At the beginning of January 2020, Levit is sitting in a taxi and looking ahead to 108 concerts planned for the new year, "more than since 2014", his head sinking desperately against the backrest of the driver's seat in front of him.

Flat on his stomach on the recording studio floor

We will see Levit more often in states of emergency caused by repertoire strain, most impressively in the recordings of Ronald Stevenson's "Passacaglia on DSCH".

“Was he actually crazy?” the sound engineer Andreas Neubronner calls out to him from the editing room before Levit lies flat on his stomach on the floor of the recording studio at the end of the session – the most impressive, and also the most frightening, because the most intimate image in Schilling’s film.

The young man, who was just turning the pages for Levit, was at a loss;

he sneaks away and leaves the pianist.

But Levit will master the recording and later go on a solo tour with Stevenson's composition: double recitals each, once with the Passacaglia and then with Shostakovich's Preludes and Fugues.

In March 2022 he returned to the Gewandhaus with it.
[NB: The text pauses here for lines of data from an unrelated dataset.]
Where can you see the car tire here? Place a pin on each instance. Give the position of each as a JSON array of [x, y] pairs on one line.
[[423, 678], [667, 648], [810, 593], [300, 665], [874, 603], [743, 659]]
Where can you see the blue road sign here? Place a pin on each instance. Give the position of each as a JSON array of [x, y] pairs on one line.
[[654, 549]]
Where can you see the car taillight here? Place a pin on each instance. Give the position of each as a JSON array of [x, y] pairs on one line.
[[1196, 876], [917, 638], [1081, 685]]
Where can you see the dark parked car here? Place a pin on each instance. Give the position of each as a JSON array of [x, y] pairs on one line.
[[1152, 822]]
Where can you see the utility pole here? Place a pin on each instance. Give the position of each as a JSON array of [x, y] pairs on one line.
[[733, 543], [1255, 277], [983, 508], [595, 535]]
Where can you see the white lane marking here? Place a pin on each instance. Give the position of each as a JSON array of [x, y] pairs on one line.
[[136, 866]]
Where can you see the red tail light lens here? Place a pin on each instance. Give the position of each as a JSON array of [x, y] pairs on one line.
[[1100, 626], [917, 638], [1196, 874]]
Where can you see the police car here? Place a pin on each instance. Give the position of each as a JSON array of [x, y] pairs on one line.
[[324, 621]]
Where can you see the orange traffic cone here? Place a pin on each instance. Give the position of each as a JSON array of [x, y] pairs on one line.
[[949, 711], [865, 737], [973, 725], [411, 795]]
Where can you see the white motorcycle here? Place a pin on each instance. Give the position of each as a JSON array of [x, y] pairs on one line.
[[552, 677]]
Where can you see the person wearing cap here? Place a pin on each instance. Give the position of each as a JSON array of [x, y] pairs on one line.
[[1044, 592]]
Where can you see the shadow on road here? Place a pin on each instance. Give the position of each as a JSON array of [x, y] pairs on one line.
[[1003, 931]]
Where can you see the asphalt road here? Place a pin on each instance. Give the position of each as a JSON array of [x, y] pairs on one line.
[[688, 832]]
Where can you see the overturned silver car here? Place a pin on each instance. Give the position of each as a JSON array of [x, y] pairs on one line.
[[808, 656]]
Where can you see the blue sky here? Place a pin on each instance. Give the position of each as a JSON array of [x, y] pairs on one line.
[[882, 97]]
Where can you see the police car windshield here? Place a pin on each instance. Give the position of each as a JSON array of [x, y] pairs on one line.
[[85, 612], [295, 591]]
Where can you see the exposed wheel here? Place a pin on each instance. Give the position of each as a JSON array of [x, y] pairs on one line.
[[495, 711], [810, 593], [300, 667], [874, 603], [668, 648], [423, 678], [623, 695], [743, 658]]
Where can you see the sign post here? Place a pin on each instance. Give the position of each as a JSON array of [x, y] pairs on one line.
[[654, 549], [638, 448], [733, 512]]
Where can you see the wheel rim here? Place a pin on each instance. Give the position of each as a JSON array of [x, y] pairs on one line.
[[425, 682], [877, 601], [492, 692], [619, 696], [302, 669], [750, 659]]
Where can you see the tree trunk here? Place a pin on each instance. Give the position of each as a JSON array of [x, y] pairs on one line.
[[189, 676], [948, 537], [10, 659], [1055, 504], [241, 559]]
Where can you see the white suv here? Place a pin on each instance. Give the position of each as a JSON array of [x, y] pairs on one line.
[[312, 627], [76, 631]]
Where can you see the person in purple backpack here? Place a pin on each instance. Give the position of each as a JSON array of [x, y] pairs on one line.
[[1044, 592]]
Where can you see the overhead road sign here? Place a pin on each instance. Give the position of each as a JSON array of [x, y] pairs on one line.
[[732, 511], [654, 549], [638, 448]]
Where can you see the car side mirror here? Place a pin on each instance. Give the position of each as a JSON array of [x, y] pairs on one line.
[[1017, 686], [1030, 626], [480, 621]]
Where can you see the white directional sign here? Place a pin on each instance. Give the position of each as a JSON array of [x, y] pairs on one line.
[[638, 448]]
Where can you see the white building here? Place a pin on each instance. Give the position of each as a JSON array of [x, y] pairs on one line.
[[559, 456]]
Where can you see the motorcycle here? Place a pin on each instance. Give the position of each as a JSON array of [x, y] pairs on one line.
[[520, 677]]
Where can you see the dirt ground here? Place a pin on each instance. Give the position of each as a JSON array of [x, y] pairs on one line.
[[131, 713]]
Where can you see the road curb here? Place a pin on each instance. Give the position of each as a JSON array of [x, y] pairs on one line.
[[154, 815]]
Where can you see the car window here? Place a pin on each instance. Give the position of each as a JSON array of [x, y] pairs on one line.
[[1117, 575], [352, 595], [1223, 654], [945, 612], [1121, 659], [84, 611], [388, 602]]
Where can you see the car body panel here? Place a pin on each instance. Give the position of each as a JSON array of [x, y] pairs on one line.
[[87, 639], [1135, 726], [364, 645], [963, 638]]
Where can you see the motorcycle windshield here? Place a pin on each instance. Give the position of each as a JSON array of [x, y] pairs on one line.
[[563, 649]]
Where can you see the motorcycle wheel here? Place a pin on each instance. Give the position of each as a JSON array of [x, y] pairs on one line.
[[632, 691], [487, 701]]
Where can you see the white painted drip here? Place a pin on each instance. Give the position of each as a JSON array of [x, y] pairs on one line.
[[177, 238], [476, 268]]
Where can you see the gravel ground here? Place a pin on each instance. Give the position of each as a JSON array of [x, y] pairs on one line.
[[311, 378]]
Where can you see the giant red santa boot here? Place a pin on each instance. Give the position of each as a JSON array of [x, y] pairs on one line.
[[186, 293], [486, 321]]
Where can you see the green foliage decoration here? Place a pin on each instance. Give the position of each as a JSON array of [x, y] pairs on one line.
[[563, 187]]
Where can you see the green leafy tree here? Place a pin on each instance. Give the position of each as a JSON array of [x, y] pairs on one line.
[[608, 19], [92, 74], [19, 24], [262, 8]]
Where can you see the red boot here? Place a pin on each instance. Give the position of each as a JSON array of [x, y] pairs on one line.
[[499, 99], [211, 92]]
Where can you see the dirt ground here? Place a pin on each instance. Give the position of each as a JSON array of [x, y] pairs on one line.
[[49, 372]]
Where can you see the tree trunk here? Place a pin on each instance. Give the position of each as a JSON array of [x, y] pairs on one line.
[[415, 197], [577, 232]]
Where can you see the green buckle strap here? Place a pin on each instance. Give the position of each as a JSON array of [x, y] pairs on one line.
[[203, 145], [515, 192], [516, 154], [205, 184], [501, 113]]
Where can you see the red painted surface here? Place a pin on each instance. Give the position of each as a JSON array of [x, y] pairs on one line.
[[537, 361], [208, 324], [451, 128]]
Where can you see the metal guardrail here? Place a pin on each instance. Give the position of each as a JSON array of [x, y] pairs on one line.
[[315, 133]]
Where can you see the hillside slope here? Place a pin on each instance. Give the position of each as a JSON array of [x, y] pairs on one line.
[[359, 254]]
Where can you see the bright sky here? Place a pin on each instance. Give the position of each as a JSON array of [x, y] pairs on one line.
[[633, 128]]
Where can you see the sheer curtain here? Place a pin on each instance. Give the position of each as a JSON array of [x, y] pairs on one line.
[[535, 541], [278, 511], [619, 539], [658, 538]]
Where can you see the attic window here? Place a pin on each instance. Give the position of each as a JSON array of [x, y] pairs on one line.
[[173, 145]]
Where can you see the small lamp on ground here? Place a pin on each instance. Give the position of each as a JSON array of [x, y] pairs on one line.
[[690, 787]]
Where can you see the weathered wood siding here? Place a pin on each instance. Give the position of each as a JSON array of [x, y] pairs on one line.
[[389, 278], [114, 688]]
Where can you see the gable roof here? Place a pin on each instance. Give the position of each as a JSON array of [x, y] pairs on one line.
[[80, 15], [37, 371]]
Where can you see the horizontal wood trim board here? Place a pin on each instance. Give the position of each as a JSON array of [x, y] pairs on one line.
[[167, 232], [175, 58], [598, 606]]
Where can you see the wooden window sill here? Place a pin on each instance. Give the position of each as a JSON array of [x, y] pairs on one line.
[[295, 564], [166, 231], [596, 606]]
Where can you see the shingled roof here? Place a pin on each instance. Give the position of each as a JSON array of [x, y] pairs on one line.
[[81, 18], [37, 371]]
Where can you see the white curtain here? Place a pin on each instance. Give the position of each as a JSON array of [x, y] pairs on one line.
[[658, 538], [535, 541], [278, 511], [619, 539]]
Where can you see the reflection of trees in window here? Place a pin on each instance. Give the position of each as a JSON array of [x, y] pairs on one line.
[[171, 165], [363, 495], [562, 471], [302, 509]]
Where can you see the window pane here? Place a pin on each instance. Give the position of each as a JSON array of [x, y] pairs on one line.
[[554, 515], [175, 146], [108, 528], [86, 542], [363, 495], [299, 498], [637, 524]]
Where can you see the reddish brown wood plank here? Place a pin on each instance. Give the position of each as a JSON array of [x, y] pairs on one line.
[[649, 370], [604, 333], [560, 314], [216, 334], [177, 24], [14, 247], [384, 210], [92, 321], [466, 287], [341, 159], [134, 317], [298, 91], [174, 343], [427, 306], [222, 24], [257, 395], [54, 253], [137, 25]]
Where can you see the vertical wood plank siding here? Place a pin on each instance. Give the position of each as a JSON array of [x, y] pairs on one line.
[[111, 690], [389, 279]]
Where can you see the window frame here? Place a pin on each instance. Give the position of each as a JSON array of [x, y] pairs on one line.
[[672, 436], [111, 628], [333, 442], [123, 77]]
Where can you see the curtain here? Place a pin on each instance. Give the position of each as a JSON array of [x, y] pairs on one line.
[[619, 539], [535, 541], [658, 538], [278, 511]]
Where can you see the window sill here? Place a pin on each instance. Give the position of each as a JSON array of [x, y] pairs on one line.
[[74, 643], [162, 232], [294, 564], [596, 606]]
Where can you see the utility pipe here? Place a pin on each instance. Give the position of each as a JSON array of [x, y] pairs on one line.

What was Henze's reminiscence of Wagner in 2019 is Stevenson's homage to Shostakovich.

Levit is a great lover of great lovers in music history.

The pandemic lay between the Leipzig performances.

And most of Schilling's film.

Two months after the outbreak of desperation in the taxi, Levit has his last live performance for a long time on his birthday: in Hamburg's Elbphilharmonie with Beethoven's third piano concerto.

Friends came to congratulate, but their own family no longer for fear of Corona: "In the morning we will all be unemployed," Levit states and is right.